Here's What to Look for in a Venue
Choosing the right venue can make your event. Choosing the wrong one can break it. No matter how magical the wedding is in principle, the venue would make it a non-starter.
You would never locate your annual business conference in the building of your major rival. First, your invitees would likely not come. Second, any message you were trying to promote would be completely subsumed by the venue.
It is obvious that the venue is a part of the message. You can’t have an environmentalist conference in an environmentally wasteful setting, or a tech conference in a setting with primitive technology. You have to choose a venue that is in sync with the message. Here are a few other considerations when choosing the perfect venue:
Things change. They say that life is what happens to you while you are making other plans. No matter how carefully laid your event plans are, things change. And you need a venue that can change with you.
You thought you would need seating for 200. But the Loyal Order of Water-buffalos called at the last minute, and suddenly, you need an additional 50 seats. Or perhaps it will be 50 fewer seats. Either way, you will need a completely different seating arrangement than what you negotiated.
When considering event venues, you want to ask about the service before, during, and after the event. In particular, you want to make sure that the venue management is open to those unexpected, inconvenient, last-minute changes.
While there are a few known leaders in the industry, others with less of a track record will have to be vetted. How a company handles changes is a good measurement for whether it is worth considering for your event.
These days, you can't do a conference without technology. Just imagine the challenge of trying to put on a convention. If your convention doesn't have the right technology to suit the needs of your presenters and guests, it will feel like a Luddite convention to them.
That is likely how WWDC 2010 felt to Steve Jobs and the attendees. The Wi-Fi was insufficient to complete the demos. They had to ask the attendees to turn off their wifi. For those who make a living on the internet, that was crazy talk.
Apple made the mistake of underestimating the kind of bandwidth they needed to accommodate all of the press they invited, plus their own needs. The world was changing at that time. And they could be forgiven for that miscalculation. But it was not the last time one of their events was plagued with technical difficulties.

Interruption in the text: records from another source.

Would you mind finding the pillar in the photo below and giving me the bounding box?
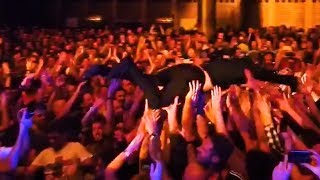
[111,0,118,22]
[171,0,180,29]
[140,0,148,24]
[303,0,315,29]
[198,0,216,37]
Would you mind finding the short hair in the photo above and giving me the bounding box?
[92,114,106,124]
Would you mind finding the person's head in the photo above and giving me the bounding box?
[21,79,41,105]
[81,93,94,110]
[183,162,207,180]
[26,56,38,72]
[122,80,135,94]
[32,104,47,128]
[91,115,105,142]
[48,121,68,151]
[187,48,196,58]
[52,99,67,116]
[114,88,126,104]
[263,52,274,64]
[251,41,258,50]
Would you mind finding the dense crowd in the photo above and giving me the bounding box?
[0,25,320,180]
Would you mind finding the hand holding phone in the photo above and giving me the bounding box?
[288,151,312,164]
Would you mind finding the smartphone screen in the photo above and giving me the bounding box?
[288,151,312,164]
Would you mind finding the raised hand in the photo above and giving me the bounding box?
[150,162,163,180]
[78,81,87,90]
[142,110,160,135]
[272,155,293,180]
[186,80,201,103]
[162,96,179,132]
[211,86,222,110]
[162,96,180,115]
[277,94,292,111]
[302,150,320,178]
[0,92,8,109]
[108,79,121,97]
[125,133,144,155]
[19,108,32,129]
[93,98,104,108]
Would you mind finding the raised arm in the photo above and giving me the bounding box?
[0,110,32,173]
[163,96,180,134]
[211,86,228,136]
[106,79,120,123]
[0,92,10,131]
[181,81,201,141]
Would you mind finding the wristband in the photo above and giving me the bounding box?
[123,150,131,158]
[150,133,159,137]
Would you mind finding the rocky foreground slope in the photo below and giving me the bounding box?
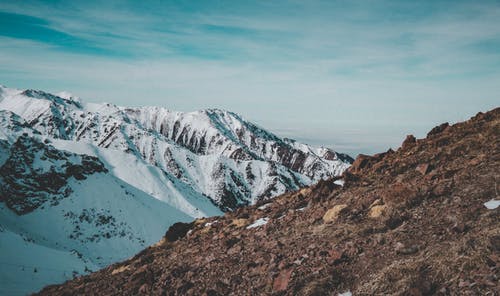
[40,109,500,295]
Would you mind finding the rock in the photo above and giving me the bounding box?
[415,163,431,175]
[231,218,248,228]
[348,154,372,174]
[394,242,418,255]
[368,205,387,218]
[323,204,347,223]
[427,122,450,137]
[273,269,292,291]
[165,222,193,242]
[401,135,417,150]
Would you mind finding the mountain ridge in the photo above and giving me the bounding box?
[0,86,350,295]
[39,108,500,295]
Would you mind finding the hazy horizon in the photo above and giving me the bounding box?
[0,1,500,156]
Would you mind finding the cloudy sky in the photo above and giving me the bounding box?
[0,0,500,155]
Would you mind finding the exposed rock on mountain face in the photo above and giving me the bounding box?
[40,109,500,295]
[0,87,351,210]
[0,134,108,214]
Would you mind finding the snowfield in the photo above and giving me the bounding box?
[0,86,352,295]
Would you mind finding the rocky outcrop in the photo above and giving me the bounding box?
[40,109,500,295]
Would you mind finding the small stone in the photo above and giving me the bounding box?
[273,269,292,291]
[323,204,347,223]
[415,163,431,175]
[395,242,418,255]
[401,135,417,149]
[368,205,387,218]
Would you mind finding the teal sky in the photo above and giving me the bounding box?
[0,0,500,155]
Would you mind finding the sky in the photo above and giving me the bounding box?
[0,0,500,156]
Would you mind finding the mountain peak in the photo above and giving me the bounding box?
[40,108,500,295]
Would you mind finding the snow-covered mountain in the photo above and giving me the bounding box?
[0,86,351,294]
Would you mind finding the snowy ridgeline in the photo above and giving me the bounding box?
[0,86,350,295]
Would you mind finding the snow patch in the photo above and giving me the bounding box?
[333,179,345,186]
[247,217,269,229]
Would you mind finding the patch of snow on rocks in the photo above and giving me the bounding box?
[247,217,269,229]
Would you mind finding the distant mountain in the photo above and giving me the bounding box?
[0,86,352,294]
[0,87,352,214]
[40,108,500,296]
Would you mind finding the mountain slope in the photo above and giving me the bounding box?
[0,87,351,210]
[40,108,500,295]
[0,135,192,295]
[0,86,349,295]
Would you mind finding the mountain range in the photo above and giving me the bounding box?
[39,108,500,295]
[0,86,353,294]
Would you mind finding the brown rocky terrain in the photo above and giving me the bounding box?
[40,108,500,295]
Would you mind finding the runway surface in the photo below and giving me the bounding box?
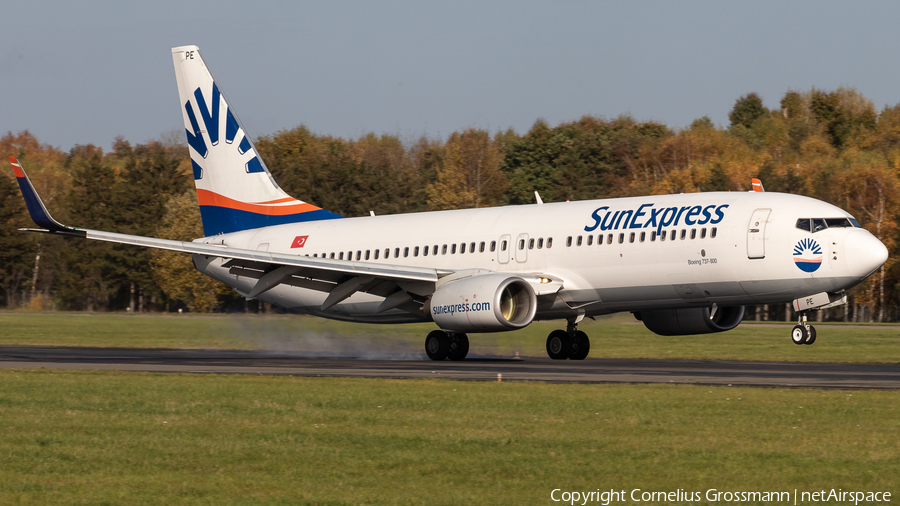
[0,346,900,389]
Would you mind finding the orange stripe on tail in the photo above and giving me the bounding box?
[197,189,320,216]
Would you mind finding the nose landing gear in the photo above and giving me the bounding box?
[791,312,816,344]
[425,330,469,360]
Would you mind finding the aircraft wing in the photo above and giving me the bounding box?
[9,156,442,311]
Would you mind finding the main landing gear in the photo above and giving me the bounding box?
[425,330,469,360]
[547,319,591,360]
[791,313,816,344]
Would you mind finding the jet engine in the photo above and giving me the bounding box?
[634,306,744,336]
[428,273,537,333]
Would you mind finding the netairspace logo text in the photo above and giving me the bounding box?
[550,488,891,506]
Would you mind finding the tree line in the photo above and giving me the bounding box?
[0,87,900,321]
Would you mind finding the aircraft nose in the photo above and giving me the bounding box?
[845,229,888,279]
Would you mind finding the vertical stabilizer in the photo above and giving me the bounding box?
[172,46,340,236]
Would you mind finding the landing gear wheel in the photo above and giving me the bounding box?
[791,325,809,344]
[568,330,591,360]
[447,334,469,360]
[547,330,570,360]
[803,325,816,344]
[425,330,448,360]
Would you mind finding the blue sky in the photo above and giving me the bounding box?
[0,0,900,150]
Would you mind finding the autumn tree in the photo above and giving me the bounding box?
[728,93,769,128]
[428,128,506,210]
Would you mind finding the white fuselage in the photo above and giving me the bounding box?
[195,192,884,322]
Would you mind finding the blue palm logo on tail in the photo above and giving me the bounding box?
[794,238,823,272]
[184,83,265,179]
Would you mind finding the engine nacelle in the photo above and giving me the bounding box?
[635,306,744,336]
[428,273,537,332]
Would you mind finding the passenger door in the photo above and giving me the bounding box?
[747,209,772,260]
[497,234,510,264]
[516,234,528,263]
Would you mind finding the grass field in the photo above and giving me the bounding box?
[0,370,900,505]
[0,312,900,363]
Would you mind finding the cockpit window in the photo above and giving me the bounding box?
[825,218,853,228]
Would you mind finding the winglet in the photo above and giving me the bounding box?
[9,156,87,237]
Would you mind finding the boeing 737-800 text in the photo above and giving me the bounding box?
[10,46,888,360]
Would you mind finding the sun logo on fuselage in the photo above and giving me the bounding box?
[794,238,824,272]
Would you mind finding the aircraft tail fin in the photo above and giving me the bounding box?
[172,46,341,236]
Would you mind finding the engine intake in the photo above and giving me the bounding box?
[635,306,744,336]
[428,273,537,332]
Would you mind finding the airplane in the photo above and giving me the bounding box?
[10,46,888,360]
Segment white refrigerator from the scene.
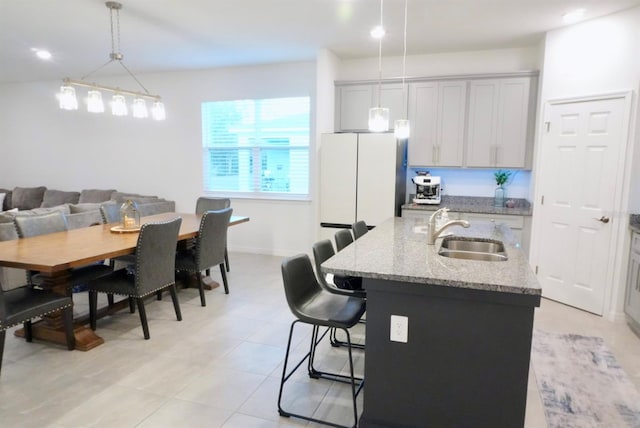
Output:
[320,133,407,239]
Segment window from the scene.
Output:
[202,97,310,198]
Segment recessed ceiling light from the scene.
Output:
[369,25,387,39]
[31,48,51,60]
[562,9,586,24]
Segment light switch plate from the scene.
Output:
[389,315,409,343]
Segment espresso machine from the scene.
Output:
[412,172,440,205]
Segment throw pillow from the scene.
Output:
[0,189,13,211]
[69,202,101,214]
[11,186,47,210]
[78,189,116,204]
[40,189,80,208]
[65,211,102,230]
[29,204,71,215]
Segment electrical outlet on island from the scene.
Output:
[389,315,409,343]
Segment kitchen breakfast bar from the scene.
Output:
[322,218,541,427]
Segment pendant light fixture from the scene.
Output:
[369,0,389,132]
[393,0,411,139]
[58,1,166,120]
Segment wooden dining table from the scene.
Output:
[0,212,249,351]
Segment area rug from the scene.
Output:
[531,330,640,428]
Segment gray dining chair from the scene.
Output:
[87,217,182,340]
[13,211,113,287]
[176,208,233,300]
[0,284,75,373]
[196,196,231,276]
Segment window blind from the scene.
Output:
[202,97,310,198]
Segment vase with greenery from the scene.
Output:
[493,169,511,208]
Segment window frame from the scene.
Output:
[201,95,313,201]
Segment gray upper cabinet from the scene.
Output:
[335,72,538,169]
[465,77,533,168]
[408,80,467,166]
[335,83,407,132]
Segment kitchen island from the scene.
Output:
[322,218,541,427]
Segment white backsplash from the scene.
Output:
[407,168,531,201]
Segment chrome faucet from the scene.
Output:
[427,208,469,245]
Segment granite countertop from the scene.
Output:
[402,195,532,216]
[322,217,541,296]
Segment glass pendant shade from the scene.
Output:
[369,107,389,132]
[151,101,167,120]
[393,119,411,140]
[111,94,129,116]
[87,91,104,113]
[131,98,149,119]
[58,85,78,110]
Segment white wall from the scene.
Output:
[0,62,315,255]
[532,8,640,317]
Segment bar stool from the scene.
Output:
[312,239,367,349]
[278,254,366,428]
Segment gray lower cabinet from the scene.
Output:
[624,232,640,334]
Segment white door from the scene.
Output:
[536,97,628,315]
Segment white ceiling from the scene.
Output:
[0,0,640,83]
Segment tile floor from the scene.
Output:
[0,253,640,428]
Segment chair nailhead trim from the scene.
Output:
[0,304,73,330]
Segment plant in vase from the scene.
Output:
[493,169,511,207]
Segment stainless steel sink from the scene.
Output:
[438,236,507,262]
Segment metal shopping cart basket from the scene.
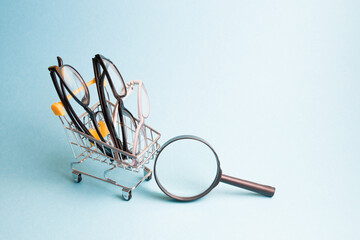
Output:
[51,83,160,201]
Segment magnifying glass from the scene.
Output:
[154,135,275,201]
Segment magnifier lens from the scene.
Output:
[155,139,219,197]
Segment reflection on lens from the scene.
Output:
[155,139,219,197]
[103,59,125,94]
[61,65,89,105]
[140,84,150,118]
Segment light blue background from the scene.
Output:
[0,0,360,239]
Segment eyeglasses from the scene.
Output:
[49,57,111,154]
[92,54,136,158]
[112,80,150,158]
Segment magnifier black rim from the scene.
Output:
[154,135,222,202]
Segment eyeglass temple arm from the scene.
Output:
[56,56,64,67]
[51,78,95,116]
[220,174,275,197]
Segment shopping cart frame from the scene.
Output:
[52,97,161,201]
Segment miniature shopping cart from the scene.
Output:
[51,87,160,201]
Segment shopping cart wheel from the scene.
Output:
[72,172,82,183]
[144,167,152,181]
[122,189,132,201]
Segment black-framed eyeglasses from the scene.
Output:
[49,57,111,154]
[92,54,134,155]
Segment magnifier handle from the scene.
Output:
[220,174,275,197]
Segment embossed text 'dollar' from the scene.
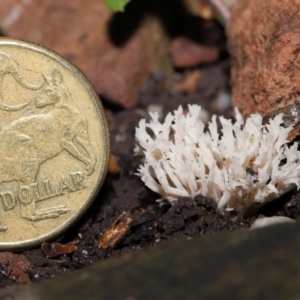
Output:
[0,53,96,231]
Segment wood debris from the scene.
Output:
[41,241,77,258]
[0,252,31,283]
[174,70,201,95]
[98,212,133,249]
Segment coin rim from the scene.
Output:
[0,38,110,250]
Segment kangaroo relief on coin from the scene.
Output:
[0,39,109,248]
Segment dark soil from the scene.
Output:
[0,47,300,287]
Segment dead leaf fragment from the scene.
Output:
[41,241,77,258]
[98,212,133,249]
[107,154,121,175]
[0,252,31,283]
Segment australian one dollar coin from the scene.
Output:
[0,39,109,249]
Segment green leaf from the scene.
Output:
[104,0,130,12]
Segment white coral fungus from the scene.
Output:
[135,105,300,213]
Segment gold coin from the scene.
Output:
[0,39,109,249]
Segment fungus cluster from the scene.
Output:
[135,105,300,214]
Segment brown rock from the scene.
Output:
[227,0,300,119]
[0,0,172,107]
[170,37,220,68]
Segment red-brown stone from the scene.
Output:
[0,0,171,107]
[227,0,300,116]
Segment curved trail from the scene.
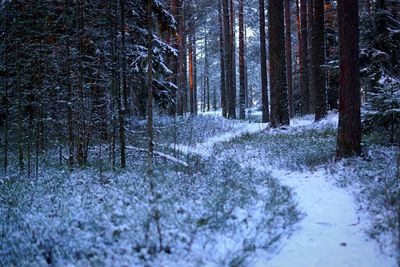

If Apple can make these venue errors, so can you. It is imperative to make sure your venue has the bandwidth, audio, camera system, and whatever else you need to have a flawless presentation. That means having every kind of adapter for laptop charging and connectivity to a projection system. Be sure your venue is fully prepared for whatever tech you throw at it.
No matter how much flexibility and technology a facility has, if it presents accessibility challenges for some of the people attending, it is not a good facility for your event.
People with no physical challenges, or who do not work with people who have physical challenges often make poor event planners. Here are some of the questions you should consider before deciding on a venue:
- Is it wheelchair accessible? You would be surprised at the number of facilities that are only partially accessible.
- Is the stage wheelchair accessible?
- Are some things only accessible by stairs?
- Does the sound system include hearing assistive devices for the hard of hearing?
- Are all the signs clearly marked with large letters for those with vision impairment?
The list goes on. The point is less about a set of specific questions, and more about putting yourself in the shoes, chair, white cain, or hearing aid of your attendees. It is better to have a venue without a nacho cheese fountain, and one with plenty of room in the theater for wheelchairs.
Choose the perfect venue by getting one that is flexible, ready for tech, and highly accessible.